GoodData

This data destination connector sends tables into a GoodData project.

Before configuring the GoodData connector, it is important to understand that GoodData relies on a Logical Data Model (LDM) of your dataset. The GoodData data destination connector creates the LDM for you so that you don’t have to use CloudConnect or other tools provided by GoodData. However, you need to provide all the required information in the configuration. This makes the configuration non-trivial, and you should have the data model designed before you start configuring the connector.

Check out the section on writing into GoodData available for you in our Getting Started tutorial.

Configuration

Create a new configuration of the GoodData connector.

The first step is to configure the GoodData project that will be used for writing:

Screenshot - Main Page

Project Setup

There are several options in the configuration dialog:

Screenshot - Project Setup

When using an existing GoodData project, the project should be empty, or you should take extra care when setting up the data destination connector. Either use Load data only update mode, or be sure to understand what the consequences of changing your LDM are.

After you set up the project, you will see the Go To Project button.

Screenshot - Access Project

Date Dimension

Date dimension is an important concept of the GoodData LDM. It is the question of the LDM design to determine for which columns a date dimension should be created. One rule of thumb is that different date columns in a single table should have different date dimensions. On the other hand, you might want to share a date dimension between different tables — a main date representing an event of something. It is also possible to have different date dimensions representing, e.g., a calendar year and a fiscal year.

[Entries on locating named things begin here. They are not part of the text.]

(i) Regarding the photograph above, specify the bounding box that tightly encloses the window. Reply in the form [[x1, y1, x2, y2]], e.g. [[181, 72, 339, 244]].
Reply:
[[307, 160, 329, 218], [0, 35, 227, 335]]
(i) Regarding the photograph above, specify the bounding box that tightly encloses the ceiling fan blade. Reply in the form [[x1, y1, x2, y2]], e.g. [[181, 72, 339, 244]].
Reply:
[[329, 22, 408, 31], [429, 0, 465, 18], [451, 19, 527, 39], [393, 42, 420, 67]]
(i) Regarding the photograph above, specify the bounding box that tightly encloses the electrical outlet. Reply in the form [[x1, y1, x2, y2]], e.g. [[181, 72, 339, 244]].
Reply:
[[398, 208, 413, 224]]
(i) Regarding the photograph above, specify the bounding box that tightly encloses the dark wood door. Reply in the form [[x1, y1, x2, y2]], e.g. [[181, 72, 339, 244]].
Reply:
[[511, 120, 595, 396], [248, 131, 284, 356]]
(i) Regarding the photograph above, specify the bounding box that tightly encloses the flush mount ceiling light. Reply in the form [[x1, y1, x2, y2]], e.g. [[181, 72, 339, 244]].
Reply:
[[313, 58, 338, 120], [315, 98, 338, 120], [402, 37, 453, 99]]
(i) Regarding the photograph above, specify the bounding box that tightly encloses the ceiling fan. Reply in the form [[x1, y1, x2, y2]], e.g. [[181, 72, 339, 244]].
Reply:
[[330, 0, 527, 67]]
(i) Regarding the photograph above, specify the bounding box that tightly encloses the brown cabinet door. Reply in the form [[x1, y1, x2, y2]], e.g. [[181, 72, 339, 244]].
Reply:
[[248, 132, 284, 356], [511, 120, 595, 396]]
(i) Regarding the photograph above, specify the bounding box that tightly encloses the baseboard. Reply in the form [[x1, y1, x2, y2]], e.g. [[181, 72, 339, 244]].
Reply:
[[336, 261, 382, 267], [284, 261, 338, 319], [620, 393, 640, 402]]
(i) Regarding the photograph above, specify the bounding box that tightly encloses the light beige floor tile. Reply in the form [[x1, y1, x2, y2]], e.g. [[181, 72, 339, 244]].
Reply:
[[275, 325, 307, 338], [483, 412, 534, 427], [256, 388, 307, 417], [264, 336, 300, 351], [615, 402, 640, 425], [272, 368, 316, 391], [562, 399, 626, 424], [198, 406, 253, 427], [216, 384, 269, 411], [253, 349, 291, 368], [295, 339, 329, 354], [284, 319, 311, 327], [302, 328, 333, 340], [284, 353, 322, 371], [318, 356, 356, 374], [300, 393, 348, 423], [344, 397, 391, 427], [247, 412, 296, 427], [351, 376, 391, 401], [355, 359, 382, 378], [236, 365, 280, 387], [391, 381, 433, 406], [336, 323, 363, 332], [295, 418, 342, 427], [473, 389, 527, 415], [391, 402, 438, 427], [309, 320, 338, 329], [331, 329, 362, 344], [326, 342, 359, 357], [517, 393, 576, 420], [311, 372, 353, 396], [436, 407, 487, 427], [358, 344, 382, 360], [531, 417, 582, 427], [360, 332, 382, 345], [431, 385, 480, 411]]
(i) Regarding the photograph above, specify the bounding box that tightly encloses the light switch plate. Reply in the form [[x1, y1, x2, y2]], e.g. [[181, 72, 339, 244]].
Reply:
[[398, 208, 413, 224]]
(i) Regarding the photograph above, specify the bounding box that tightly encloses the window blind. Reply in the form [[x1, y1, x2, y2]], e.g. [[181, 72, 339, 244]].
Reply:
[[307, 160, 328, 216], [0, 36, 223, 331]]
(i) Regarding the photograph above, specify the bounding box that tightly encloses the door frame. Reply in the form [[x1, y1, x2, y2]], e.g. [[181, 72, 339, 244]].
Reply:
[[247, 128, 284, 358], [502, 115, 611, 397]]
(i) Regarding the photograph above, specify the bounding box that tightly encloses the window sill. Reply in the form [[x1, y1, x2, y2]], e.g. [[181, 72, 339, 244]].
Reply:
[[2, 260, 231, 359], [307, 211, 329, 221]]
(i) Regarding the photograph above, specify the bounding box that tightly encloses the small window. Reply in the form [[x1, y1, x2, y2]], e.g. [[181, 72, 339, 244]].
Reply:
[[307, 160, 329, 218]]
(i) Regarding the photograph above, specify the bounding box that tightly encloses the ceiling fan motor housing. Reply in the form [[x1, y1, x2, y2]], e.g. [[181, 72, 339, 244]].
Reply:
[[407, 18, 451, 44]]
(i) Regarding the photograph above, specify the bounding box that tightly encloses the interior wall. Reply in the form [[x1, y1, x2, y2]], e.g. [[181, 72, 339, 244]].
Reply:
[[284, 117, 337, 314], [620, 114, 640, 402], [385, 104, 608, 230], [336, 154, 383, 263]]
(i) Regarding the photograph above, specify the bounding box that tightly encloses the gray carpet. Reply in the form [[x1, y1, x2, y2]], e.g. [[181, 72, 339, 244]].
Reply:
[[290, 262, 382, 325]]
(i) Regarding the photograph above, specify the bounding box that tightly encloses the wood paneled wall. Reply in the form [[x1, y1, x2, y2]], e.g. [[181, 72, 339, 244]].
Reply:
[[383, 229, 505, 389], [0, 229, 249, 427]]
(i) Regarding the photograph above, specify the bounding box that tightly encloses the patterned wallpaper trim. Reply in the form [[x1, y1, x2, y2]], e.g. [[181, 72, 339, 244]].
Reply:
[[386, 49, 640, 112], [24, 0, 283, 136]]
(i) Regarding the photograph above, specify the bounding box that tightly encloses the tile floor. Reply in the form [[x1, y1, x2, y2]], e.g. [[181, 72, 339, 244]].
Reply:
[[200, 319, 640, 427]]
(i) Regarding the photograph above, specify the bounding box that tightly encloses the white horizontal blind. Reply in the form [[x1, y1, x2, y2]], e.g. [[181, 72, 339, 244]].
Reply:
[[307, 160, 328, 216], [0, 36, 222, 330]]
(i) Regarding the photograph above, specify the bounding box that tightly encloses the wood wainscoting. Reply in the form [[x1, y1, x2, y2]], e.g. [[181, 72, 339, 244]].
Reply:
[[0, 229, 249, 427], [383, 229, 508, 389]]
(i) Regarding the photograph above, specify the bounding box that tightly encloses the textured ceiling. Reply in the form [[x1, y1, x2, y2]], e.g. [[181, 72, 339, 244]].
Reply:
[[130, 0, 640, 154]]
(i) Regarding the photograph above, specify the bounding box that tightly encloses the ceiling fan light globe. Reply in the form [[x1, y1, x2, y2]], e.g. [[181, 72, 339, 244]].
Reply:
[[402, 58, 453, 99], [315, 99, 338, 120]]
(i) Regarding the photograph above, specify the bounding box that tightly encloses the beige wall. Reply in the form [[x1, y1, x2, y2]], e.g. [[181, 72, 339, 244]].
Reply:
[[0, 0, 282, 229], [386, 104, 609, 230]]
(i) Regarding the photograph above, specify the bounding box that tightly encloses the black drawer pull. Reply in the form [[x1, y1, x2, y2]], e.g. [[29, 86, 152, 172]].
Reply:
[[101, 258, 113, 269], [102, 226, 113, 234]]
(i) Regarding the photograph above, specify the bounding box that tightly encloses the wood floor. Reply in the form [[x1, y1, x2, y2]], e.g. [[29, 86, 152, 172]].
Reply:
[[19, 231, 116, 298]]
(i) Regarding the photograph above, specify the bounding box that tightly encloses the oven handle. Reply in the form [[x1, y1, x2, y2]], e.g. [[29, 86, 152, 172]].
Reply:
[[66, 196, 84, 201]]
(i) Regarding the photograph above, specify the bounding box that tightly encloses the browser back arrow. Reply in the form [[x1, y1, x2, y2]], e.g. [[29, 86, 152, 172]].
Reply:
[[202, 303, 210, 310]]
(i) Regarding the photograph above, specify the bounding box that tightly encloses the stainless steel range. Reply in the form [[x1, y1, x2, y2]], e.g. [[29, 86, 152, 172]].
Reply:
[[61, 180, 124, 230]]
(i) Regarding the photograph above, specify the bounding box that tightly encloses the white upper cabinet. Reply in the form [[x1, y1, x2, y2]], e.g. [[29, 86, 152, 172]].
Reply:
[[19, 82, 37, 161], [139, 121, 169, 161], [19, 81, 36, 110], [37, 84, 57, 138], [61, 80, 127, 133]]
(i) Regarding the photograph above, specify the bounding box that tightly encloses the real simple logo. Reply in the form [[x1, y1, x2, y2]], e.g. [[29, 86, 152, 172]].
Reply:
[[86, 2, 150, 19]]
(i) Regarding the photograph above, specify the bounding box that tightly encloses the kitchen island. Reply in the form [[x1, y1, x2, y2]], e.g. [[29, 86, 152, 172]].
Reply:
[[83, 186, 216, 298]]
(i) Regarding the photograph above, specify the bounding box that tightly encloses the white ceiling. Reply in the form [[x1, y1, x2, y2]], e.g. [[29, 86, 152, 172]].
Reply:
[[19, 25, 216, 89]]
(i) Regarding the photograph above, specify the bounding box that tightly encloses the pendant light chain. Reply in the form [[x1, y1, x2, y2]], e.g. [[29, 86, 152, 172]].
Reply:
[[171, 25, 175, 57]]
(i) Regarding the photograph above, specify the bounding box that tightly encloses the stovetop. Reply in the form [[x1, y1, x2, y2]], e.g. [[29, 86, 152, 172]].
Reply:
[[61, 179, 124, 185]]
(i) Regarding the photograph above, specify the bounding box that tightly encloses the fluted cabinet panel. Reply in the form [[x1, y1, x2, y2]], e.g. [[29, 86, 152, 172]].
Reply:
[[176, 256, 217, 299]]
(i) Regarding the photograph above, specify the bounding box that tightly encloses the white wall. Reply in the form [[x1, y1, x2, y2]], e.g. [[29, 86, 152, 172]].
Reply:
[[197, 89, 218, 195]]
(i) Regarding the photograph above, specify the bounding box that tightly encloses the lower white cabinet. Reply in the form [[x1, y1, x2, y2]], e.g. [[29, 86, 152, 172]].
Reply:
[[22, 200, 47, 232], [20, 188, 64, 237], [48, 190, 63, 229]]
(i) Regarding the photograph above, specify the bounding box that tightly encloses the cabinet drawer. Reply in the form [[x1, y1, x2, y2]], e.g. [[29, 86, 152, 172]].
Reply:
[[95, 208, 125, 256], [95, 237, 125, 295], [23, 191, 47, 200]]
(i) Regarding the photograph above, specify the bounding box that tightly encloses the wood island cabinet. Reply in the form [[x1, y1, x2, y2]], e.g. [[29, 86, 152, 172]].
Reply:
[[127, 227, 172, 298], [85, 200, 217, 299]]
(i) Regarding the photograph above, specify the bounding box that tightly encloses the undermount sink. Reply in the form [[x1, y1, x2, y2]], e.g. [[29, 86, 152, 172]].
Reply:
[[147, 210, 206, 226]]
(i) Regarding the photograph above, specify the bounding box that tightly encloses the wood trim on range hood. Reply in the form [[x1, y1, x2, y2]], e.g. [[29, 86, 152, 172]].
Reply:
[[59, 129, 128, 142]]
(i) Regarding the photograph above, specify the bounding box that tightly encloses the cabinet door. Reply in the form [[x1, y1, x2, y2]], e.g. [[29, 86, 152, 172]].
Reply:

Screenshot - Add Date Dimension

When creating a date dimension, you have to enter the dimension name and a dimension template. The available templates are:

  • Standard GoodData date dimension
  • Keboola date dimension, which is extended with a ‘floating’ week (it lets you analyze data as if the week starts, e.g., on Wednesday).
  • Custom date dimension – this can be either a date dimension created for you directly by GoodData, or a Self service calendar. In the former case, you will have the dimension URN in the form urn:my-company-dimension:date, enter my-company-dimension as Template ID. For the latter case, enter custom as the Template ID.

Configure Tables

Click the New Table button to add a new table to the connector:

Screenshot - Add Table

Select an existing table from the storage and enter a Title which will be used for the table in the GoodData project (you can change the title later if needed). The next step is to configure the table columns.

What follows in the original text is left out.